News Worth Noting: Parties agree to new path to advance Klamath Agreement; USFWS awards $5 million in grants to conserve coastal wetlands; Jackson Family Wines and “Russian River Salmonid Life Support Team” receive award; LAO’s Prop 1 handout

Parties agree to new path to advance Klamath Agreement

Agreement-in-Principle Explores Process through Federal Energy Regulatory Commission

From the California Natural Resources Agency:

CNRA_logoToday, the States of Oregon and California, PacifiCorp and the federal government – through the U.S. Departments of the Interior and Commerce – announced an agreement-in-principle to move forward with amending the Klamath Hydroelectric Settlement Agreement (KHSA).

Under the agreement-in-principle, the parties to the KHSA will pursue its implementation through the administrative process governed by the Federal Energy Regulatory Commission (FERC), using existing funding and on the same timeline.  Members of the California and Oregon delegations introduced legislation in the past two Congresses to advance the hard-fought KHSA and two related Klamath agreements; however, the U.S. Congress adjourned last year without acting on legislation to authorize them.

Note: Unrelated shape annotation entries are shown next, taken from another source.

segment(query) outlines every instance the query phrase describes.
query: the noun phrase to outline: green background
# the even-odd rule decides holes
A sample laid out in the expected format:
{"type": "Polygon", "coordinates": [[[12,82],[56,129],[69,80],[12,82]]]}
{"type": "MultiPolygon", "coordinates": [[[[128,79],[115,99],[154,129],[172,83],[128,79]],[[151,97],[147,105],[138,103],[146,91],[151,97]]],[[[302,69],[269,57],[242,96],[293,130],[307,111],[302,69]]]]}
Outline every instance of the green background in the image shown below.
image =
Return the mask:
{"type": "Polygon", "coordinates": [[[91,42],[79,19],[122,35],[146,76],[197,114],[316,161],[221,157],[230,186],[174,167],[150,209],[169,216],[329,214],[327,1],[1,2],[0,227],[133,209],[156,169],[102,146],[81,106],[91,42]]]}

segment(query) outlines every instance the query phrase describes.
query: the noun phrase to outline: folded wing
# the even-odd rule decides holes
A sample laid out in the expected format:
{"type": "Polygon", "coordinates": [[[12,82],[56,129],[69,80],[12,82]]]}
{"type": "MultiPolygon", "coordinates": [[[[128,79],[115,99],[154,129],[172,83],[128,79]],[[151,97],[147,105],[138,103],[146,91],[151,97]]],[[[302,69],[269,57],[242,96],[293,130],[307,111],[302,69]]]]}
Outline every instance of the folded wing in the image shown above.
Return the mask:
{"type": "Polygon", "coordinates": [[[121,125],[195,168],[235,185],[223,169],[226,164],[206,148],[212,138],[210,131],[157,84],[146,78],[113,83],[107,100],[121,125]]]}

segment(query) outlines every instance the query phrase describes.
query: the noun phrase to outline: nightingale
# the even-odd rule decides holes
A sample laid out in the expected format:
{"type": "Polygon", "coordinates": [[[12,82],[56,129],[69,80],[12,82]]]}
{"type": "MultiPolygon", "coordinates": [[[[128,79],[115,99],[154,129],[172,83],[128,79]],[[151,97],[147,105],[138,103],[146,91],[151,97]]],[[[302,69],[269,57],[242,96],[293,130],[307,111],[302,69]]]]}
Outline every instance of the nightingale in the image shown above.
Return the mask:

Though the agreement-in-principle focuses primarily on the dam removal portion of the broader pact, it states that the move is an important and necessary first step toward maintaining the broader Klamath settlements.  The states and the U.S. are actively working with all Klamath Basin stakeholders –  Members of Congress, tribes, farmers and others – on a comprehensive resolution to restore the basin, advance the recovery of its fisheries, uphold trust responsibilities to the Tribes, and sustain the region’s farming and ranching heritage.

The agreement-in-principle states the four parties intend to work with each other and the more than 40 signatories to the KHSA in the coming weeks to develop terms of an amendment to the KHSA to implement its key provisions, including providing for facilities removal.  The target date for signing an amended KHSA is February 29.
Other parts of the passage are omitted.